Il PD va a caccia di tesserati

TERAMO – Sottoscrivere 600 tessere. E’ l’obiettivo che si è dato il Partito Democratico in questi ultimi giorni di campagna tesseramento che chiuderà ufficialmente il 21 luglio. Un appello dunque alla condivisione programmatica e alle energie della comunità teramana del partito ha inteso esprimere il segretario comunale, Alberto Melarangelo, nel corso di una conferenza stampa nella quale ha sottolineato l’importanza che riveste il tesseramento, il primo fatto dal PD, nell’ambito di una volontà di radicamento sul territorio.

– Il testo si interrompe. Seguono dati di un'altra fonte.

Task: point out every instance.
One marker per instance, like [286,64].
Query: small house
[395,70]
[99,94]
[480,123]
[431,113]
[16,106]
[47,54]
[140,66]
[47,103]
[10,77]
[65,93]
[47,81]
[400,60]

L’adesione al partito attraverso il tesseramento, come spiegato dal segretario, vuole da un lato superare la fragilità organizzativa che lo ho reso debole nell’affrontare le precedenti tornate elettorali, dall’altro intende dotarsi di una base certa e costruire i presupposti per una nuova classe dirigente. Per agevolare la campagna di tesseramento al Pd, la sede del partito sarà aperta tutti i giorni fino a lunedì prossimo dalle 19 alle 21 dove i residenti del Comune potranno recarsi per confermare l’adesione al PD attraverso il rilascio della tessera che ha un costo annuale di 25 euro. Costerà invece 15 euro per gli studenti, le casalinghe e i pensionati.  Un modo dunque per autofinanziare il partito, ha spiegato Melarangelo che, nel corso della conferenza stampa ha precisato come questo tesseramento è diverso da quelli condotti in passato, “quando venivano spesso rilasciate tessere a iosa agli elettori per avere più delegati e votare ai congressi del partito”. Un sistema a cui il PD dice basta e far sì che questa campagna sia orientata alla massima trasparenza, a cominciare dalla sottoscrizione, che avverrà nella sede ufficiale di Corso De Michetti e dal coinvolgimento nel partito. “Il PD è nelle mani di chi lo vota – ha dichiarato Melarangelo – chi sceglie di entrare nel PD, sceglie di impegnarsi, di essere un militante e fare politica attivamente. Solo così è possibile costruire un forte partito al quale auspichiamo aderiscano tanti giovani per guardare verso un rinnovamento che non sia solo anagrafico, ma anche di idee e di spirito”.